Projects for Interns:
One of the most interesting data mining techniques for microarray is gene set enrichment analysis. In contrary to one gene at a time analysis approach, a set of genes are analyzed together to identify coordinate changes. The gene set can be flexibly defined as genes that are in the same signaling or metabolic pathway, gene ontology category, or even the same chromosome location. The advantage of analyzing genes as a set is the ability to identify subtle changes in gene expression that is otherwise undetectable in traditional approach and generate results that are easier to interpret. In a typical analysis, the scores measuring differential expression of each gene in the gen set will be averaged and the average score will be used to rank the gene sets. The gene set with the highest score or smallest P value will be reported as significant gene set. There are many tools available to conduct gene set analysis. Most of the tools look for common changes in the gene sets, regardless of whether the genes are up or down-regulated. However, it is estimated that at least 30-40% of the signaling pathways in commonly cited databases include genes that are inhibitors of the pathway. It is obvious that up-regulation of inhibitors will have the opposite effect of the up-regulated activators of the pathway. Therefore, it is essential to distinguish the activators and inhibitors in each signaling pathway to obtain biological meaningful results.

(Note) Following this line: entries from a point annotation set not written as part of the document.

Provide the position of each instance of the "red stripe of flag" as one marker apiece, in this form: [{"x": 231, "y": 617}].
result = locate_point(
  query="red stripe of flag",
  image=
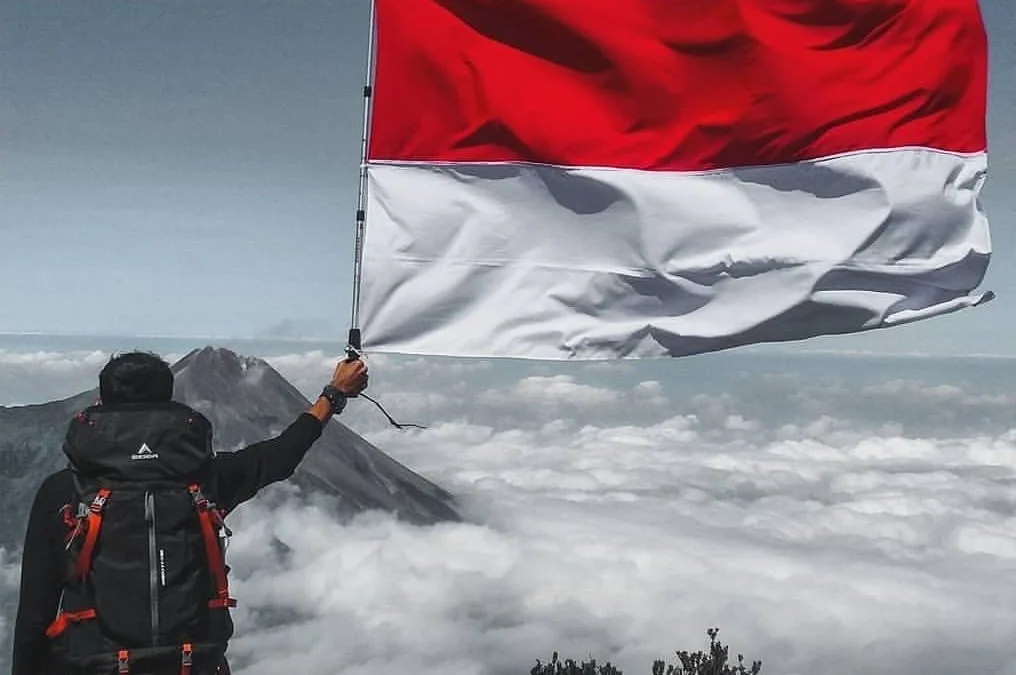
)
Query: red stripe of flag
[{"x": 675, "y": 84}]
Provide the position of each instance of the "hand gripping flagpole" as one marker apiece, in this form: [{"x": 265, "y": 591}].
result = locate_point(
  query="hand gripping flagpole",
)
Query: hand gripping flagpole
[
  {"x": 354, "y": 347},
  {"x": 355, "y": 344}
]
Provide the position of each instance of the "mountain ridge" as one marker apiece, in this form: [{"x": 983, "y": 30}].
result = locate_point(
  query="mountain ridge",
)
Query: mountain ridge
[{"x": 247, "y": 401}]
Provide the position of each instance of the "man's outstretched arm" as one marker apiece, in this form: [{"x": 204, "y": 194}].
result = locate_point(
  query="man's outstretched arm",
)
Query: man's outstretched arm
[{"x": 244, "y": 473}]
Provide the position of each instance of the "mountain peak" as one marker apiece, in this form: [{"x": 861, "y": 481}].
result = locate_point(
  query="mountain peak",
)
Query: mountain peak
[{"x": 247, "y": 401}]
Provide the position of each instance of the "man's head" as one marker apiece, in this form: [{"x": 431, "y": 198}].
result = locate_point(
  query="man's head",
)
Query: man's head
[{"x": 135, "y": 377}]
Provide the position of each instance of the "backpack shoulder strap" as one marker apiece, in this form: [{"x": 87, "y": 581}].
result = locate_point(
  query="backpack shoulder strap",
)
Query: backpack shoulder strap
[{"x": 211, "y": 522}]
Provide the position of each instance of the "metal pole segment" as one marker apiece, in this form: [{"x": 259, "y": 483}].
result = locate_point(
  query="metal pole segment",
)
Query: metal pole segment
[{"x": 361, "y": 222}]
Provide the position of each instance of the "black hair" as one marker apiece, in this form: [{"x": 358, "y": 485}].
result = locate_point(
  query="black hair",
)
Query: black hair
[{"x": 135, "y": 377}]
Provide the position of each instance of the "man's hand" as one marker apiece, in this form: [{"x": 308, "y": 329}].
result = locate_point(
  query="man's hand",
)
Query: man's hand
[{"x": 351, "y": 377}]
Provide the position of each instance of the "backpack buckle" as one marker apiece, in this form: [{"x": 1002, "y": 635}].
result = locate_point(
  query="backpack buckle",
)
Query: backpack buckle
[{"x": 99, "y": 503}]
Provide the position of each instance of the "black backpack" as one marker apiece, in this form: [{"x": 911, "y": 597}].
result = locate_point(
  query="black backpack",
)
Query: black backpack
[{"x": 146, "y": 585}]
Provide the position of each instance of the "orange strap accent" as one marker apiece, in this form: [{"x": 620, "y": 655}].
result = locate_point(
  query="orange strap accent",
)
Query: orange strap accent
[
  {"x": 186, "y": 659},
  {"x": 83, "y": 565},
  {"x": 212, "y": 552},
  {"x": 64, "y": 619}
]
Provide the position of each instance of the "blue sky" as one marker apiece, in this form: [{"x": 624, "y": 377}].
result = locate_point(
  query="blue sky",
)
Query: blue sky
[{"x": 190, "y": 168}]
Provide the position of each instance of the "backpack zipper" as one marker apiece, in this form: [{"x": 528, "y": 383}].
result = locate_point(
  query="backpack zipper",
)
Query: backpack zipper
[{"x": 149, "y": 517}]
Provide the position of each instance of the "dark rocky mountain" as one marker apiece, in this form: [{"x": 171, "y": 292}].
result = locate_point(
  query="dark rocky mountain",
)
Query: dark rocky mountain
[{"x": 247, "y": 401}]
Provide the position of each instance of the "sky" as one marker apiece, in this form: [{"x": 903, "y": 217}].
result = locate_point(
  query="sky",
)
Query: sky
[
  {"x": 189, "y": 168},
  {"x": 830, "y": 513}
]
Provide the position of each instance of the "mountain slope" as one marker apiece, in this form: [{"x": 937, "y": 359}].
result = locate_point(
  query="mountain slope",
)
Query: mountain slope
[{"x": 246, "y": 401}]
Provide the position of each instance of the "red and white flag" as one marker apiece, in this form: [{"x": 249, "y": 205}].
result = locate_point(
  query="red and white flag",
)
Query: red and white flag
[{"x": 592, "y": 179}]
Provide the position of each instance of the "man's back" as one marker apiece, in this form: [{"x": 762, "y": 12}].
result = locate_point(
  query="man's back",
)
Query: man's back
[
  {"x": 125, "y": 463},
  {"x": 238, "y": 476}
]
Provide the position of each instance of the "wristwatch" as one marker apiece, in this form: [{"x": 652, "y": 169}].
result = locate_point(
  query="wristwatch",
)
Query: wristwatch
[{"x": 334, "y": 396}]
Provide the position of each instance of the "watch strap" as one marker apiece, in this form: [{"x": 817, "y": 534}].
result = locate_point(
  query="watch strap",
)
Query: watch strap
[{"x": 335, "y": 397}]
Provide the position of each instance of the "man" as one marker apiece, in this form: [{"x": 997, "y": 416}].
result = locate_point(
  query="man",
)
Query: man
[{"x": 129, "y": 453}]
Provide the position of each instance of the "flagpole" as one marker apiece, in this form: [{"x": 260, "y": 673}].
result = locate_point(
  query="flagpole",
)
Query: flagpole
[{"x": 361, "y": 220}]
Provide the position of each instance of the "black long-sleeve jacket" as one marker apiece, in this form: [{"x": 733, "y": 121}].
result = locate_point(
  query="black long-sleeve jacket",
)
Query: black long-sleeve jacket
[{"x": 240, "y": 475}]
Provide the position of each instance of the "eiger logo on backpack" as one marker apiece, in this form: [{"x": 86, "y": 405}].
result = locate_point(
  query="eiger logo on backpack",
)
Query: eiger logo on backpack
[{"x": 144, "y": 452}]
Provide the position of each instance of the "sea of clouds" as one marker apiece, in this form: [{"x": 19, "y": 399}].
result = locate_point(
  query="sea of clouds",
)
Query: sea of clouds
[{"x": 829, "y": 514}]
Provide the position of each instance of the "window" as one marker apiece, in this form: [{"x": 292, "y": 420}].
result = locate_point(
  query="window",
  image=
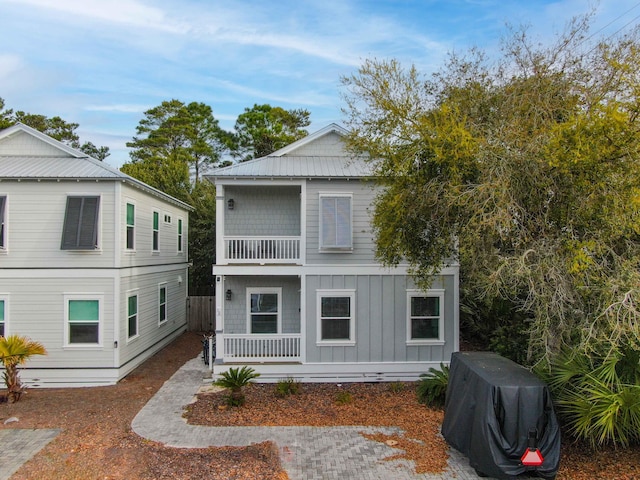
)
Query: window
[
  {"x": 131, "y": 226},
  {"x": 425, "y": 317},
  {"x": 83, "y": 321},
  {"x": 132, "y": 316},
  {"x": 156, "y": 232},
  {"x": 264, "y": 310},
  {"x": 80, "y": 231},
  {"x": 2, "y": 318},
  {"x": 336, "y": 322},
  {"x": 3, "y": 240},
  {"x": 162, "y": 304},
  {"x": 335, "y": 222}
]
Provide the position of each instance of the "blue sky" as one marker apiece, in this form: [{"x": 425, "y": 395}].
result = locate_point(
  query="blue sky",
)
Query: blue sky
[{"x": 102, "y": 63}]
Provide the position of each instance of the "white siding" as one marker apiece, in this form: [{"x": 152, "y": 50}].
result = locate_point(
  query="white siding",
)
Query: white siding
[{"x": 34, "y": 221}]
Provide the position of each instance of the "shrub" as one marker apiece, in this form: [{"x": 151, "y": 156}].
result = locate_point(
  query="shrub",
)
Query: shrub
[
  {"x": 287, "y": 386},
  {"x": 396, "y": 387},
  {"x": 598, "y": 397},
  {"x": 235, "y": 379},
  {"x": 344, "y": 398},
  {"x": 432, "y": 386}
]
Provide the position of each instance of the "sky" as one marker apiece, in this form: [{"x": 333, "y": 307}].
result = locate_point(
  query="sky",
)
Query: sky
[{"x": 103, "y": 63}]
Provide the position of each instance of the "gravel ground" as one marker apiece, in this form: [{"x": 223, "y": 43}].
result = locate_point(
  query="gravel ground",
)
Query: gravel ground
[{"x": 96, "y": 441}]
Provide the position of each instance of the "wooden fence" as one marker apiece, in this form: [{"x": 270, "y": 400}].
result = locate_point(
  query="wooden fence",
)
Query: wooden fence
[{"x": 201, "y": 314}]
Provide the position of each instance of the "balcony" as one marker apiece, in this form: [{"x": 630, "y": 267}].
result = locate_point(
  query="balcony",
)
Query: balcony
[
  {"x": 260, "y": 348},
  {"x": 262, "y": 250}
]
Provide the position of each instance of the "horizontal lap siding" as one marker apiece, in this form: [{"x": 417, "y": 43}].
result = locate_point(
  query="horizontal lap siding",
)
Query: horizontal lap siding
[
  {"x": 146, "y": 286},
  {"x": 145, "y": 205},
  {"x": 381, "y": 320},
  {"x": 35, "y": 213},
  {"x": 36, "y": 308}
]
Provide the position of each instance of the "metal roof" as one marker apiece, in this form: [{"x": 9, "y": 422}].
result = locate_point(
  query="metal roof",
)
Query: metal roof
[{"x": 298, "y": 167}]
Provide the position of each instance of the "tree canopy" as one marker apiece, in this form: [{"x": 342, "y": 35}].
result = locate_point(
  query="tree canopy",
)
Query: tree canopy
[
  {"x": 55, "y": 127},
  {"x": 525, "y": 169},
  {"x": 263, "y": 129}
]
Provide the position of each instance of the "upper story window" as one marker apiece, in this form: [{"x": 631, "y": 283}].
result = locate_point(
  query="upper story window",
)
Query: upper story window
[
  {"x": 3, "y": 322},
  {"x": 156, "y": 232},
  {"x": 3, "y": 229},
  {"x": 336, "y": 222},
  {"x": 336, "y": 319},
  {"x": 80, "y": 231},
  {"x": 425, "y": 317},
  {"x": 264, "y": 309},
  {"x": 83, "y": 316},
  {"x": 162, "y": 303},
  {"x": 131, "y": 226},
  {"x": 179, "y": 235}
]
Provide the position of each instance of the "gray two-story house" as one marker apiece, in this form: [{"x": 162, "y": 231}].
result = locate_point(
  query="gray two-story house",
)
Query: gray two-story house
[{"x": 299, "y": 292}]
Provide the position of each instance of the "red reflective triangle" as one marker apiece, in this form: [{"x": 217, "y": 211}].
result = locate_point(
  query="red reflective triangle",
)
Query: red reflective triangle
[{"x": 532, "y": 458}]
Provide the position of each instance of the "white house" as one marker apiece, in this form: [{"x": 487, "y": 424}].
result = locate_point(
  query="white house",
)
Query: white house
[
  {"x": 93, "y": 263},
  {"x": 298, "y": 291}
]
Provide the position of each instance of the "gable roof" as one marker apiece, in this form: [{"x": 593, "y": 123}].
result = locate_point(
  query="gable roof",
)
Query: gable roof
[
  {"x": 284, "y": 163},
  {"x": 63, "y": 163}
]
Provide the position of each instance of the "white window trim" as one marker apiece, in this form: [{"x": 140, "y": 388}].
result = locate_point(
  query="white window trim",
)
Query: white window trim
[
  {"x": 83, "y": 296},
  {"x": 126, "y": 226},
  {"x": 276, "y": 290},
  {"x": 351, "y": 293},
  {"x": 153, "y": 231},
  {"x": 439, "y": 293},
  {"x": 321, "y": 247},
  {"x": 129, "y": 294},
  {"x": 180, "y": 236},
  {"x": 4, "y": 297},
  {"x": 5, "y": 249},
  {"x": 98, "y": 249},
  {"x": 166, "y": 303}
]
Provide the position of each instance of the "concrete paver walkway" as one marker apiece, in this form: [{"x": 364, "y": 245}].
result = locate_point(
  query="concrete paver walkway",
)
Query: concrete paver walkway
[{"x": 307, "y": 453}]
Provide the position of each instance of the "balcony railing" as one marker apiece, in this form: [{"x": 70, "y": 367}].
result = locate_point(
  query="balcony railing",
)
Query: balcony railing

The role of each gene in all the signaling pathways will be identified using graph theory by parsing and processing XML pathway documents. A novel gene set analysis tool will also be developed to take advantage of this additional information to improve the analysis accuracy.
Intern Requirements:
Knowledge of XML, XML parser, and strong background in an advanced programming language, ideally Java, is highly required. No biological background is required, but will be helpful.